Portraits
Richard Senghor Quatrième Président (2006 - 2011) : Richard SENGHOR

Maitre des requêtes au Conseil d’État. Membre du Haut Conseil à l’Intégration et de l'Observatoire de la diversité de l'audiovisuel du CSA, Richard Senghor est le petit-neveu de Léopold Sédar Senghor. En 1993, il intègre le cabinet de Roger Romani, ministre délégué aux relations avec le Sénat, chargé des rapatriés, pour y suivre ce dossier. En 1995, Richard Senghor entre à la Mairie de Paris. Il est chargé de l'action sociale de 1995 à 2001 et étend son champ d’action à l'intégration, aux handicapés, à la vie associative et à la famille. En 2002, il est nommé au Cabinet de Jean-Pierre Raffarin, alors Premier ministre où il va être en charge de l’intégration, de la lutte contre l'exclusion, des personnes âgées et des handicapés. Il fut également Conseiller auprès du directeur général de l’ANPE. En juillet 2011, il a été nommé Secrétaire général du Défenseur des droits, une autorité constitutionnelle indépendante qui veille au respect des droits et libertés pour toute personne, publique ou privée.

Jacques Toubon

Troisième Président (2005 – 2006) : Jacques TOUBON

Ancien Ministre de la Culture et Garde des Sceaux, Député européen et Président du Conseil d’Orientation de la Cité Nationale de l’Histoire de l’Immigration (CNHI) dont il a assuré pendant 2 ans la mission de préfiguration. Homme de culture et de communication, Jacques Toubon s’est montré très sensible aux préoccupations des radios associatives et à la poursuite du GIP EPRA. Il a contribué à redynamiser l’outil EPRA en produisant un rapport pour l’avenir du GIP EPRA, en mai 2006, à l’issue de son mandat d’une année. Il a notamment confié une étude à IPSOS MEDIA, afin d’asseoir les réflexions engagées dans le cadre de la relance de l’EPRA et afin de mieux identifier les pratiques et les attentes des radios adhérentes dans le cadre du fonctionnement de la banque de programmes.

Jean Maillet

Deuxième Président (1999 – 2005) : Jean MAILLET

Travailleur social de formation, Il a rejoint, après plusieurs années passées au service de l'éducation spécialisée, le champ du développement local en intégrant le comité de liaison des comités de bassin d'emploi, instance placée auprès du ministre chargé du travail, de l'emploi et de la formation professionnelle. Aujourd’hui, il est directeur de Cabinet de la Mairie de Reims. Homme de radio, il a été le Président de la Confédération Nationale des Radios Libres (CNRL) de 1991 à 1995. Il a également participé à Radio Primitive dans la ville de Reims.

Jean-Yves Barrère



Premier Président de l’association puis du GIP EPRA (Novembre 1992 – Décembre 1998) : Jean-Yves BARRÈRE (décédé le 23 juillet 2009 à l’âge de 69 ans)

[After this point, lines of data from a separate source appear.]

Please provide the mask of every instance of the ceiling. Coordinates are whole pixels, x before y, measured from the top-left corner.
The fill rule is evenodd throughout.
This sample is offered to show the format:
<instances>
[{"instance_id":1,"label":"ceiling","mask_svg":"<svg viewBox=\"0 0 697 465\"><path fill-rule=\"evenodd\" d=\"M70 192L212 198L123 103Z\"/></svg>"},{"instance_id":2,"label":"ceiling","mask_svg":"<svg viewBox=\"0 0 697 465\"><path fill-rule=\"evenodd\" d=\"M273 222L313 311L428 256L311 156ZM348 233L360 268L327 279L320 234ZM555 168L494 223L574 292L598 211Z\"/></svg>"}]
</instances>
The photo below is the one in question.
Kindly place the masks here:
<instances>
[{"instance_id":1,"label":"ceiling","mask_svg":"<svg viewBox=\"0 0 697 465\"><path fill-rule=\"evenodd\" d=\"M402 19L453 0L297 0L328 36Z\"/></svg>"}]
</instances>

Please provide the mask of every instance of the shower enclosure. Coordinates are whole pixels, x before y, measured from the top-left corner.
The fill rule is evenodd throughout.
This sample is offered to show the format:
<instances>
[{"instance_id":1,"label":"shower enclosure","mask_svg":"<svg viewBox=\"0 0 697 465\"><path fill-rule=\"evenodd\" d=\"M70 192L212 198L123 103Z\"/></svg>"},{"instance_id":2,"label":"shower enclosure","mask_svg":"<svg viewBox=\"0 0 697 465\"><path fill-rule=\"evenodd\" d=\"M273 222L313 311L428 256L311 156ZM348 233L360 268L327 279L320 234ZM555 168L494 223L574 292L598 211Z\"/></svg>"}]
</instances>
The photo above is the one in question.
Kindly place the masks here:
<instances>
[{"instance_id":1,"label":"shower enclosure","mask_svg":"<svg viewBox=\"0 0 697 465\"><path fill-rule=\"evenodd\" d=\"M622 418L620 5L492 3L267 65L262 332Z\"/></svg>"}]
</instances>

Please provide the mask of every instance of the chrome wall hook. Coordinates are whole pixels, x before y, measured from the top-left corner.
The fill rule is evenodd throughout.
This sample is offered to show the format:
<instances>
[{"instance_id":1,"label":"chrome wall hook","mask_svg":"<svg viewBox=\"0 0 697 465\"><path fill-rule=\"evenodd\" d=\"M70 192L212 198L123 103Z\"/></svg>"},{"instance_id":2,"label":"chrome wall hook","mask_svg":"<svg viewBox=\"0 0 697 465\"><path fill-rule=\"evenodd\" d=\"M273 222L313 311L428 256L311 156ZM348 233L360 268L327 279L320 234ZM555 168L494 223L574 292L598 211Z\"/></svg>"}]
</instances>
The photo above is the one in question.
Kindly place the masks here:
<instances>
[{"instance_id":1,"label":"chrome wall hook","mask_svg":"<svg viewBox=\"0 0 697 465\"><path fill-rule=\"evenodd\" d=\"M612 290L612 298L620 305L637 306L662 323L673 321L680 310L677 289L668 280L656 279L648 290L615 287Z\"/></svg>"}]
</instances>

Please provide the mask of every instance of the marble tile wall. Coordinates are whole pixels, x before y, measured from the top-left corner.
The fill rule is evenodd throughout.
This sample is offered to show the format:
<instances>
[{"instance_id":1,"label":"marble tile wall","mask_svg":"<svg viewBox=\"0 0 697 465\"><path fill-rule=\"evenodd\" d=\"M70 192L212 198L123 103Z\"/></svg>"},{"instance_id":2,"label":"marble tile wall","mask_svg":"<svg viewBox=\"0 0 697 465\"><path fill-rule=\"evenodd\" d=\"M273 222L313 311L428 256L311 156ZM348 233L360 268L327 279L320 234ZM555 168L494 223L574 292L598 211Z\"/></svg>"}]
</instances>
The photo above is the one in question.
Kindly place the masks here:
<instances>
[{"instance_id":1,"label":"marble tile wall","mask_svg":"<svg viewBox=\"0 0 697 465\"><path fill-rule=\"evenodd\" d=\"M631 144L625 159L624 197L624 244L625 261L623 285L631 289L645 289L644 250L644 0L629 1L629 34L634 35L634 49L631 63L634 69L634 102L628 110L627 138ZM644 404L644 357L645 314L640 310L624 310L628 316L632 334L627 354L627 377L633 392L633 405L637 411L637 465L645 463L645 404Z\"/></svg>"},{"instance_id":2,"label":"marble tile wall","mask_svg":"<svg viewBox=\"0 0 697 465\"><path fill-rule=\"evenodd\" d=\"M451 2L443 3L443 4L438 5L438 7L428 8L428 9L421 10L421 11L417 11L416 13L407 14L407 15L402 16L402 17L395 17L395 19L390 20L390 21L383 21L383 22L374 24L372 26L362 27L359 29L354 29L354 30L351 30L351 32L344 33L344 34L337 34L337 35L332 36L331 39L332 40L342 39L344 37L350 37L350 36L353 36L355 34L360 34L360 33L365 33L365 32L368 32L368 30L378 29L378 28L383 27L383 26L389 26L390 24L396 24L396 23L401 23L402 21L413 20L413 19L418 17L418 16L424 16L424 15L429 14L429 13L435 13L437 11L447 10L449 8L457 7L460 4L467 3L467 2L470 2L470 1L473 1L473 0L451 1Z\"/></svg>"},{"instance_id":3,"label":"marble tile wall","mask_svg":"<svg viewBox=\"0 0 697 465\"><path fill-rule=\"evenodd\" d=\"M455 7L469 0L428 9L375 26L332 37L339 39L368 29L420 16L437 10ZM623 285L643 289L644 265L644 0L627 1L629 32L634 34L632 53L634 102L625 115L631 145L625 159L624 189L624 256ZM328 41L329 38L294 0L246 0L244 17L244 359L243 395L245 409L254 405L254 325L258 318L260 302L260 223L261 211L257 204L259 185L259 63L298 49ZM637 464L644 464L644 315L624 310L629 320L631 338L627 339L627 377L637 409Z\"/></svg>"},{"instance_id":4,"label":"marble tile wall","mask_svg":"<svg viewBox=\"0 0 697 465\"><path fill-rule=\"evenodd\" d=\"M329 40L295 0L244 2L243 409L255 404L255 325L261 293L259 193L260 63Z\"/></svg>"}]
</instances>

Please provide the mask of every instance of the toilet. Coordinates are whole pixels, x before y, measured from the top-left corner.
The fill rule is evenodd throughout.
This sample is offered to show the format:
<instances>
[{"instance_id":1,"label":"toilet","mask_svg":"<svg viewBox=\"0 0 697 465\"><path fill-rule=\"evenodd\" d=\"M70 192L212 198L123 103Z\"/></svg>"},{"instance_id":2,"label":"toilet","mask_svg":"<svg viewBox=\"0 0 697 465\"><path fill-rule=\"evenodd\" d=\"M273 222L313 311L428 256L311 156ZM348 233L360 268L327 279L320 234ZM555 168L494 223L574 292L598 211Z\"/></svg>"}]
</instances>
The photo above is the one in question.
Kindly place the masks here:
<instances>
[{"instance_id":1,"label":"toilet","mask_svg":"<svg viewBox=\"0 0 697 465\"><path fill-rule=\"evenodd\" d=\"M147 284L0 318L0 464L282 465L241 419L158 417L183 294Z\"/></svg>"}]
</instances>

Né à Dakar, il a suivi toutes ses études secondaires à Tananarive (Madagascar). Il a toujours manifesté une solidarité active avec les travailleurs immigrés en France. Professionnellement, il a acquis une grande compétence sur les questions de rapports Nord-Sud. Au début des années 70, il a été coopérant au Sénégal et a, par la suite, poursuivi une carrière d'économiste dans un bureau d'études privé qu'il a contribué à créer (Act). Il fut également directeur de la Gestion et du Développement de TV5 Europe de 1991 à 1995. Homme de solidarités, féru de communication et des média, grand militant, connaissant les problèmes du Tiers Monde, diplômé des Hautes études commerciales (HEC), Il n'a cessé de mettre ses compétences au service de ses engagements et c’est tout naturellement qu’il accepta en 1992 de piloter le projet EPRA afin de soutenir les radios associatives et leur assurer une indépendance financière et éditoriale.

Tshiteya MbiyeTSHITEYA Mbiye (décédé le 14 mars 2008 à Paris)

Directeur du GIP EPRA depuis sa création en 1992, Mbiye Tshiteya est ancien responsable d'actions de formations en Droit de l’Audiovisuel pour les cadres de la radiodiffusion, à l'Institut National de l'Audiovisuel (INA). Ancien producteur à France Culture, France Musique et Radio France Internationale, il est diplômé d'Économie Appliquée à La Sorbonne - Paris I.